The Earmarked Funds Capping and Realignment Bill,2017, is to provide a cap for Earmarked Funds to ensure that the total of Earmarked Funds for each financial year is equivalent to twenty-five percent(25%) of tax revenue and to provide for related matters.
It is also aimed at freeing up public resources by placing a cap on the specified Earmarked Funds to ensure that tax revenue encumbered by those Funds as a result of allocations to them does not exceed twenty-five percent of total tax revenue.
Mr. Ofori-Atta said: “It is important to go back to the first principle, currently the whole country is suffering. We are trying to realign and move forward, in the interim there will be adjustments to be made, there will be mid-year review and we will see how we cover the tracks.
These were institutions that were not getting full funding anyway, so we can’t pretend that this is what is creating the problem, we now have a better way of freeing fiscal space and realigning in a more progressive way.”
There have been criticisms, mostly by the minorities MPs in the 275-member legislature, on the capping of MDAs Internally Generated Funds (IGF).
The Member of Parliament for South Dayi, Rockson-Nelson Dafeamekpor, said the passage of the bill will send “shockwaves” to various institutions who, hitherto, depended significantly on earmarked funds.
“The source of funding for these institutions has shrank by virtue of the cap policy that has been introduced at 25percent, so it is a problem,” he said.
According to Mr. Dafeamekpor, it is also a problem for an institution like the Registrar General’s Department, which generates a lot of money for the Justice Ministry.
The Earmarked Funds Capping and Realignment Bill also seeks to empower the Minister responsible for finance in consultation with relevant sector Ministers to review the enactments under which the Earmarked Funds are established and to make a determination as to whether or not a particular Earmarked Fund has outlived its usefulness and should cease to exist.

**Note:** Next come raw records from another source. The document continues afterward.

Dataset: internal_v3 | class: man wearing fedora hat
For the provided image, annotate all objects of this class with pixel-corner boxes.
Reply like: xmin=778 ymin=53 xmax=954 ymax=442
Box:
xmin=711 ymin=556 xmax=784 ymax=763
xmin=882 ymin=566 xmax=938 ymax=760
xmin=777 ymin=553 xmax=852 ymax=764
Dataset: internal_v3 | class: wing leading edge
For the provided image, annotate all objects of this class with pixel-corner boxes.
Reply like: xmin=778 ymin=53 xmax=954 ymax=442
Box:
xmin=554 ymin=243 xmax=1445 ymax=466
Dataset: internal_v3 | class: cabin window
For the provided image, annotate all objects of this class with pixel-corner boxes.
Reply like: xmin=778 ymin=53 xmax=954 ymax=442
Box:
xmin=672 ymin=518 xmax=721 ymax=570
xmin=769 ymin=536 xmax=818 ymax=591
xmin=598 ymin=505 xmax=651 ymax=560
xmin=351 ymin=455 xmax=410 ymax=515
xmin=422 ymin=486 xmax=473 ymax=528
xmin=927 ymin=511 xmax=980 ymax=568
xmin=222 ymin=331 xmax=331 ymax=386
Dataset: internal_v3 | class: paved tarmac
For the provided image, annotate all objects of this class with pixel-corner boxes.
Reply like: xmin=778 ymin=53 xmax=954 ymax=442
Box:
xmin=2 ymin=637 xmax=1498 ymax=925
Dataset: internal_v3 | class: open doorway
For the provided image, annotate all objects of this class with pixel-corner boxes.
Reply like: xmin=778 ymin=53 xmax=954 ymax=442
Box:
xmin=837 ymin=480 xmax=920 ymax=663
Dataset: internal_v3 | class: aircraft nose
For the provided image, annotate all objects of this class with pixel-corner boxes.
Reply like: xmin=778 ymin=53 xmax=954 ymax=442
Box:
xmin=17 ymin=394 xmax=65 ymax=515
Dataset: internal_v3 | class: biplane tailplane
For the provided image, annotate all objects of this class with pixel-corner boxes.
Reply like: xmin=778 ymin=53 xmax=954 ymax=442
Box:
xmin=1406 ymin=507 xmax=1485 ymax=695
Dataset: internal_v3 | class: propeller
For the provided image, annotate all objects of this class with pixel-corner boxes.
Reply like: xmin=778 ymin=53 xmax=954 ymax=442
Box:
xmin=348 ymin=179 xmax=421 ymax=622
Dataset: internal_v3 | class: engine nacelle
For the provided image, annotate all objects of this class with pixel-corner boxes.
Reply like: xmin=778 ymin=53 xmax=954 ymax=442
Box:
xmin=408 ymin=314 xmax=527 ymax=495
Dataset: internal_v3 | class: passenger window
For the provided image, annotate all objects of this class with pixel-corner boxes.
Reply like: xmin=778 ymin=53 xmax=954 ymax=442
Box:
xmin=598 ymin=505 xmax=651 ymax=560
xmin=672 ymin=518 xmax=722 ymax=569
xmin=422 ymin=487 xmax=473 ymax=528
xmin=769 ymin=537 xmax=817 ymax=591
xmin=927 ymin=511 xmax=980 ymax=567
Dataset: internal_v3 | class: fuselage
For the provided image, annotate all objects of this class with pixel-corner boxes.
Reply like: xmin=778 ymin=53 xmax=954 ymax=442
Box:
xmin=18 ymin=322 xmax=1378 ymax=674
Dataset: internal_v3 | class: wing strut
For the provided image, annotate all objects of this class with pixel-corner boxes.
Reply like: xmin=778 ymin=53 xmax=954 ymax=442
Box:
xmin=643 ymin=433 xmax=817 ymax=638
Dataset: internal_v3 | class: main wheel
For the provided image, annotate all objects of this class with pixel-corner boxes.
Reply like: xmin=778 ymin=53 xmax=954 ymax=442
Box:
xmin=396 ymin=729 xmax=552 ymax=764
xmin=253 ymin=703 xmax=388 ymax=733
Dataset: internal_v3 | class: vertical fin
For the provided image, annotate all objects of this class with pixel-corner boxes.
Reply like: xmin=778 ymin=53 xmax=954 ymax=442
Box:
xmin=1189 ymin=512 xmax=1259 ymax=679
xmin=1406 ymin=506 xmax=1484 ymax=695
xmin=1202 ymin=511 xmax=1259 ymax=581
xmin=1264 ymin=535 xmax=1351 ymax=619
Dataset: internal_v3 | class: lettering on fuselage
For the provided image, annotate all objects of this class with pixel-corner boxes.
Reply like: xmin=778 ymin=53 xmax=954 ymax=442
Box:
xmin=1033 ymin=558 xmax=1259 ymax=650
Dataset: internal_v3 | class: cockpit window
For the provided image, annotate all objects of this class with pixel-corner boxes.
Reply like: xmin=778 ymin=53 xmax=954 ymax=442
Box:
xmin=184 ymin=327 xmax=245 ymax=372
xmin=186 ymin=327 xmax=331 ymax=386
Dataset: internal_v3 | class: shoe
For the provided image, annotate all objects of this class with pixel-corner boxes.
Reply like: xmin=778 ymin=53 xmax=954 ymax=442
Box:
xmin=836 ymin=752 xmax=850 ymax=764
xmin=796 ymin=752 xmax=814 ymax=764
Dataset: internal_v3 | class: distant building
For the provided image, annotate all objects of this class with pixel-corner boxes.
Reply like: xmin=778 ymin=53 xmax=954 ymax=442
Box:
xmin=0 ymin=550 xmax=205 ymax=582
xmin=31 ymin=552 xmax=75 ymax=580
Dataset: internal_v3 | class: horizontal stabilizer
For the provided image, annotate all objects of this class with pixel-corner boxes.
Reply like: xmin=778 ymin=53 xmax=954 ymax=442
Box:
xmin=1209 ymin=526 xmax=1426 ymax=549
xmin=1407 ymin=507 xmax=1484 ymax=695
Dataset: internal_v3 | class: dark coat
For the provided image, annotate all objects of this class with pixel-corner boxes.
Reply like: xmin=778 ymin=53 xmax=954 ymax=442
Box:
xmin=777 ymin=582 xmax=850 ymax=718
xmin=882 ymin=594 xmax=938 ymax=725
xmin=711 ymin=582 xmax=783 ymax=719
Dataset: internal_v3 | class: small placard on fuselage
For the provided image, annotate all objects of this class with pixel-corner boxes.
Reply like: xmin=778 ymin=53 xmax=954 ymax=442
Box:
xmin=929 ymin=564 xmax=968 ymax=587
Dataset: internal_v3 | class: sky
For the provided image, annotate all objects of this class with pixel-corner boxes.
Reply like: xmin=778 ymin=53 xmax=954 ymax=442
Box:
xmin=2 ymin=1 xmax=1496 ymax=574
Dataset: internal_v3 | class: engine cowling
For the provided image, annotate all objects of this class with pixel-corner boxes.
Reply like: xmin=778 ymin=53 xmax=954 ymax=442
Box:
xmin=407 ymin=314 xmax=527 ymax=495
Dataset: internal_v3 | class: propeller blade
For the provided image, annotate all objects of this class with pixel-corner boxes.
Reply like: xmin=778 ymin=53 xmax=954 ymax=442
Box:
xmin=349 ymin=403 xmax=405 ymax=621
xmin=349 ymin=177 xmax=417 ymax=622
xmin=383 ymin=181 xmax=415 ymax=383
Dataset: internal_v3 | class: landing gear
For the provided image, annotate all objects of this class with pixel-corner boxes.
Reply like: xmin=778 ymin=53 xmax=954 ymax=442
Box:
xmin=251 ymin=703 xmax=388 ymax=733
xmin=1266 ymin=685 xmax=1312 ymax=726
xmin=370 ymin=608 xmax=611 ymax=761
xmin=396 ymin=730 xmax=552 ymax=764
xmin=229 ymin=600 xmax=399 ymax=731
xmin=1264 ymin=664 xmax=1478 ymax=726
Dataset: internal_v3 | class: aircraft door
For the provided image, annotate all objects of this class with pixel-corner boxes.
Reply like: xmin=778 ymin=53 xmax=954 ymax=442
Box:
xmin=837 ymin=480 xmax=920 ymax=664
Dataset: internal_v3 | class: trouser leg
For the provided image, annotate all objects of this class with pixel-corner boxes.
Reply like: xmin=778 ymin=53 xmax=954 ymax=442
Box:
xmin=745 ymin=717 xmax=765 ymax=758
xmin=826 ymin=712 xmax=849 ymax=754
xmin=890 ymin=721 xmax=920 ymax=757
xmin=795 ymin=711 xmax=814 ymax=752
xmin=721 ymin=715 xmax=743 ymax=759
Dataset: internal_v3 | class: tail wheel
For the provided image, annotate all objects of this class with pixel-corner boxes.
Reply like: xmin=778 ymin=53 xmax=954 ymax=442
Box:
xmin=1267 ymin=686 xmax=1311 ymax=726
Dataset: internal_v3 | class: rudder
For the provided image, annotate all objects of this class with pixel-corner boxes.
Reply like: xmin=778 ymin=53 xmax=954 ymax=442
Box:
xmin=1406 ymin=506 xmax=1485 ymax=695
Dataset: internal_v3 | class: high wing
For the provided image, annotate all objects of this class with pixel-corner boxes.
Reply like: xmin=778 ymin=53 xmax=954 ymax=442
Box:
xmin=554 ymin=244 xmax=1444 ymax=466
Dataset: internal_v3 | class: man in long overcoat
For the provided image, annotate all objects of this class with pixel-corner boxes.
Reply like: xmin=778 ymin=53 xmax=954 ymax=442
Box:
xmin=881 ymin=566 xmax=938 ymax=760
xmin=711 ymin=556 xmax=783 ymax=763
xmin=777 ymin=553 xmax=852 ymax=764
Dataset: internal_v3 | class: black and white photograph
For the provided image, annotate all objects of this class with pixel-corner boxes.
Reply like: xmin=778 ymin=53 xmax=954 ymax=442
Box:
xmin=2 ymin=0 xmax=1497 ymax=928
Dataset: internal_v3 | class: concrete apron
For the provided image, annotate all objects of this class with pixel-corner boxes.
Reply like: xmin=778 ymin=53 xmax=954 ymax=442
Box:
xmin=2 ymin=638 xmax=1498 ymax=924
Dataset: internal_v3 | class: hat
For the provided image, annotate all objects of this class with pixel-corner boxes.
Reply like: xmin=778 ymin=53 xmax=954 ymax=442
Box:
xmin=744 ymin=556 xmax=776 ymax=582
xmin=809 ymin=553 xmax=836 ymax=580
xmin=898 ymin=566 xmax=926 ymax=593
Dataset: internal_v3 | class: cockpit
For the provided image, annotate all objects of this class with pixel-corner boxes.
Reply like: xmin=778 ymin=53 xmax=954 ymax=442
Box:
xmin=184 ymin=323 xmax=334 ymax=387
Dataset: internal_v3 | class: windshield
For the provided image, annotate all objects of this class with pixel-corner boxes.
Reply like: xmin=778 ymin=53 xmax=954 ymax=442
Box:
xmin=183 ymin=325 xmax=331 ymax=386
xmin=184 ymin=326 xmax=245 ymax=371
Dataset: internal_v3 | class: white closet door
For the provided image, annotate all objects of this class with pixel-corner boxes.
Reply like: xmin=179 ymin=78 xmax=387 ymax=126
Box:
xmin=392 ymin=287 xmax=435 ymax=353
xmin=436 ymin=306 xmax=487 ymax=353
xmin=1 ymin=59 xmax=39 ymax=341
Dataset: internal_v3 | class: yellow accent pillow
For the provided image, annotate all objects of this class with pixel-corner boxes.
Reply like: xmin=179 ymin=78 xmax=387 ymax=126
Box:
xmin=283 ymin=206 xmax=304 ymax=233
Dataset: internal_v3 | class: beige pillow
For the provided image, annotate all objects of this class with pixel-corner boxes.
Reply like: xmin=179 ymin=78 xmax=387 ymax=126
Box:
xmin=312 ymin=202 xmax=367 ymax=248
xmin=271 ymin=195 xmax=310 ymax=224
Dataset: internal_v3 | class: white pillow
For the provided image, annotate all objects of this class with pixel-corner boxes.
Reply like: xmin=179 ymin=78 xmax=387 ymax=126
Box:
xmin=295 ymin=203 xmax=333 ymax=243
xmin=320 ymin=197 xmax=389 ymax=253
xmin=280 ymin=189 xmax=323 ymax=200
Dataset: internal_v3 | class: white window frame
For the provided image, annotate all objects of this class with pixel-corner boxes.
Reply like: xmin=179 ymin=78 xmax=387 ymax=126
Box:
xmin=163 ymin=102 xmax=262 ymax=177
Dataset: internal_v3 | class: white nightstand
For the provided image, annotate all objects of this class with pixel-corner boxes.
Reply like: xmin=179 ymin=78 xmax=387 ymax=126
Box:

On what happens to ongoing projects under the Earmarked Funds after the capping arrangement, the Finance Committee of Parliaments, in its report submitted to the House said: “The Committee was informed that such uncompleted projects would be funded within the priorities of each budget year and that the arrangements for the involvement and monitoring of projects by Members of Parliament would be continued.”